Le blogueur Mry, dans son billet, tire au bazooka sur ce clip publicitaire. Je ne suis pas loin de partager son avis.
 
- Le clip publicitaire : le genre parodique / second degré est à manier avec précaution. Le clip se voulait une parodie des soap opéras US pour adops des années 80 ? Raté. On a surtout l’impression de voir un clip un peu ringard, qui nous rappelle des séries à succès délicieusement vieillottes (comme Beverly Hills). Et rempli de clichés irréalistes.
- La bande d’ados biens sous tout rapports. Trop lisses, trop clean, cela rappelle les pubs Hollywood chewing gums de naguère.

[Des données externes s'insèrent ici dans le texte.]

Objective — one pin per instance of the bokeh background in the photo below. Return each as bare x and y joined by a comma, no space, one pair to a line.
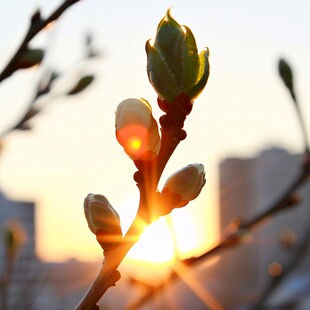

- Faire appel à une chanteuse en vogue chez les ados. Pourquoi pas, mais Yelle a été largement sous-exploitée. Et sa propre image risque d’en pâtir. Elle n’a pas imprimé sa patte personnelle sur cette pub, et devient donc, dans ce clip, un simple porte-marque.
Elle avait déjà participé à une opération publicitiare sur la Toile avec Reebok, pour un concours participatif sur Dailymotion (que je décryptais dans ce rapport sur le marketing en 2018).
 
Certes, elle n’est pas la première chanteuse  à participer à une campagne de pub. On se souvient de la campagne de pub de lancement d’un des premiers iPods, où le groupe U2 était très présent .
Dans un autre genre, en 2001, Microsoft avait pastiché le clip Weapon of choice du groupe Fat Boy Slim en clip publicitaire, sous le titre Mindows of choice – le clip fut uniquement utilisé en interne.
 
Mais cela reste un genre publicitaire naissant. Il est (encore) rare que l’on voie un clip promo pour une marque, où l’artiste  réalise un titre sur commande pour un annonceur.  Récemment, dans une logique un peu différente (voire inverse), Wilkinson a fait appel à une chanteuse quasi-inconnue, Simone, pour la promo de son dernier rasoir féminin. Au détail près que la jeune artiste, connue sous le nom de « Simone, elle est bonne », est en train d’émerger sur Internet.Subversive, dans «Ma garden party», la jeune artiste tente de renverser les codes publicitaires traditionnels. Contrairement à Yelle, là, elle profite de la notoriété de la marque pour émerger. 
Tout le paradoxe du clip publicitaire,  nouveau format publicitaire, entre pub et clip musical.